Please make sure you have a representative data sample and also that the data has been desensitised, remember this site is open to anyone with internet access to see - so any sensitive / personal data should be removed


----------



## jwoww (Dec 17, 2022)

I've uploaded a copy of the actual spreadsheet i will be using (Sheet 1 will be repeated for each of the days throughout the year). The uploaded version just shows random options but column H shows what would be expected to be shown in column d based on what is written in the row above each "timeframe"

The formula box has a couple of option specific formulas based on the response required for that option (ie adding multiple cell words to various positions in a sentence)

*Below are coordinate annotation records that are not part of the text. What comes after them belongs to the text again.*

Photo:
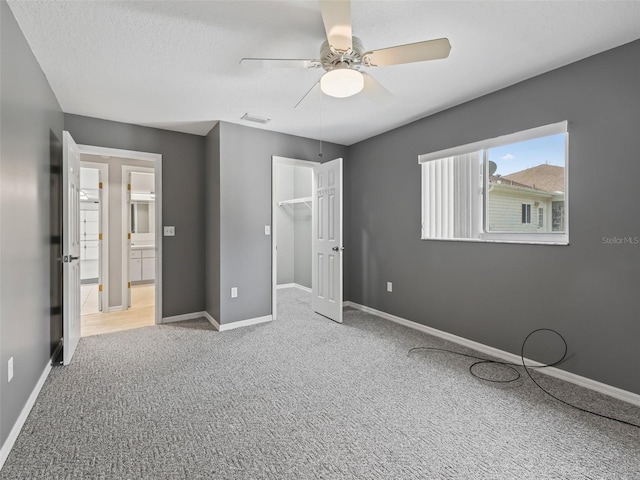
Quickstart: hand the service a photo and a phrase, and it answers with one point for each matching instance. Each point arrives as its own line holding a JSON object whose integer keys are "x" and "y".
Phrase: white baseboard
{"x": 245, "y": 323}
{"x": 17, "y": 427}
{"x": 185, "y": 316}
{"x": 214, "y": 322}
{"x": 293, "y": 285}
{"x": 609, "y": 390}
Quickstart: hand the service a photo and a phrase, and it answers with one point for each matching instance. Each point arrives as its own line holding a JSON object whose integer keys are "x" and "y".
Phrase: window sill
{"x": 561, "y": 239}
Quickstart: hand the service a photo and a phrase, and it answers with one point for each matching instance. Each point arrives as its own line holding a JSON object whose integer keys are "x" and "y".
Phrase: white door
{"x": 70, "y": 246}
{"x": 100, "y": 236}
{"x": 327, "y": 246}
{"x": 127, "y": 253}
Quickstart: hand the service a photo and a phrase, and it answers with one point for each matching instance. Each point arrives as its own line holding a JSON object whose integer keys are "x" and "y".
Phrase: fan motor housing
{"x": 330, "y": 57}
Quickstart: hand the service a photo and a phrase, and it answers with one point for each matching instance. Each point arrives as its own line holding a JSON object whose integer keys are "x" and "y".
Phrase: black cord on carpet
{"x": 527, "y": 368}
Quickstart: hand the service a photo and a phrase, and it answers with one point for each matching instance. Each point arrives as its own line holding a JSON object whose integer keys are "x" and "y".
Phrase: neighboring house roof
{"x": 549, "y": 178}
{"x": 499, "y": 180}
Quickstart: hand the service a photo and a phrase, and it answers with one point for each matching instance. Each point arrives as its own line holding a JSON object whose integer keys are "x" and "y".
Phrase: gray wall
{"x": 245, "y": 208}
{"x": 29, "y": 114}
{"x": 182, "y": 201}
{"x": 302, "y": 186}
{"x": 497, "y": 293}
{"x": 212, "y": 222}
{"x": 285, "y": 221}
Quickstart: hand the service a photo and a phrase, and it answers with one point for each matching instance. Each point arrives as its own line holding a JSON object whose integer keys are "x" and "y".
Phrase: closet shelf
{"x": 294, "y": 201}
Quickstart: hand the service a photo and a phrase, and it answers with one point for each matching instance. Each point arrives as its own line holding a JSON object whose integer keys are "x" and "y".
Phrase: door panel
{"x": 327, "y": 240}
{"x": 71, "y": 246}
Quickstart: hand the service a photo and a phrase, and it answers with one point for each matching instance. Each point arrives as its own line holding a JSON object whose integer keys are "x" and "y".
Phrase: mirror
{"x": 141, "y": 217}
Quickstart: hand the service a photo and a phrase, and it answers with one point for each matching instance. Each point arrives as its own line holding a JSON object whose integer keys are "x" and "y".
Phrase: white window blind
{"x": 452, "y": 196}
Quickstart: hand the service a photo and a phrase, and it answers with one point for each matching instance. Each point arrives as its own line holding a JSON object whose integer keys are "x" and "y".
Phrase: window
{"x": 526, "y": 213}
{"x": 498, "y": 189}
{"x": 541, "y": 218}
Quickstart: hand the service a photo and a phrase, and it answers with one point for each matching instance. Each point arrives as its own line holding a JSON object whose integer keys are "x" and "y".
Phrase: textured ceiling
{"x": 175, "y": 64}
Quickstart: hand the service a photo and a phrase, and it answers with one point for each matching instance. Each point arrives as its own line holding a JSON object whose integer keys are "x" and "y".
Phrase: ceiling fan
{"x": 342, "y": 56}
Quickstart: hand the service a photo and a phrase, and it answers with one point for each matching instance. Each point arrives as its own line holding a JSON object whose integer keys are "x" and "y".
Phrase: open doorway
{"x": 126, "y": 292}
{"x": 307, "y": 250}
{"x": 93, "y": 227}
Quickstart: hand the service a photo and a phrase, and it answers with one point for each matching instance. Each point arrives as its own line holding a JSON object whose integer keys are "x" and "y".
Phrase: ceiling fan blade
{"x": 336, "y": 15}
{"x": 412, "y": 52}
{"x": 375, "y": 91}
{"x": 280, "y": 63}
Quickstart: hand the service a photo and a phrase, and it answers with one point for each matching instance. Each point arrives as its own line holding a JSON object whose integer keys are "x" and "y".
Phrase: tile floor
{"x": 141, "y": 313}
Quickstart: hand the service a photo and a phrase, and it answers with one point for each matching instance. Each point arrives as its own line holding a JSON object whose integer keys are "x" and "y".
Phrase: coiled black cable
{"x": 527, "y": 369}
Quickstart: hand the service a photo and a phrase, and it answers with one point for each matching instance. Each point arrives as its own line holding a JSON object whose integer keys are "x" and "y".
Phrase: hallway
{"x": 141, "y": 313}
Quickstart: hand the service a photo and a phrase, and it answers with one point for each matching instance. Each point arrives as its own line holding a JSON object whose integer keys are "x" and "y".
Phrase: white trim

Daily Schedule 2023 v4.xlsx


----------



## etaf (Dec 18, 2022)

in column C on sheet 2 - you have the cell you need to reference 
C1 and B1 seems to be the only entries

if i then look at sheet1
C1
B1
you have a merged cell from A1 to F1 
so nothing in C1 or B1 

so i'm not sure what you are trying to do - in the this latest sheet ????


----------



## jwoww (Dec 19, 2022)

etaf said:


> in column C on sheet 2 - you have the cell you need to reference
> C1 and B1 seems to be the only entries
> 
> if i then look at sheet1
> ...


this sheet is the actual version of what i will be using.

In its simplest form, sheet 1 will list each day's schedule one after another. my formula i need help with needs to determine what the event type will be (cell D5, D11, D14, D17 etc) is and determine what sentence (from sheet 2 column b) corresponds with and inputs that into the relevant cell (D6, D12, D15, D18 etc) and add what appears in column F (cell F5, F11, F14, F17 etc) or column E (cell E5, E11, E14, E17 etc). What determines if either column F or column E is used is whether the event type on sheet 2 is between row 2-row 24 or if its row 25-row 27.


----------



## etaf (Dec 19, 2022)

I have changed the C1 and B1 in the lookup table to just 2 or 1
and then used
=INDEX(Sheet2!$B$3:$B$27,MATCH(Sheet1!D5,Sheet2!$A$3:$A$27,0))&IF(INDEX(Sheet2!$C$3:$C$27,MATCH(Sheet1!D5,Sheet2!$A$3:$A$27,0))=2,F5,E5)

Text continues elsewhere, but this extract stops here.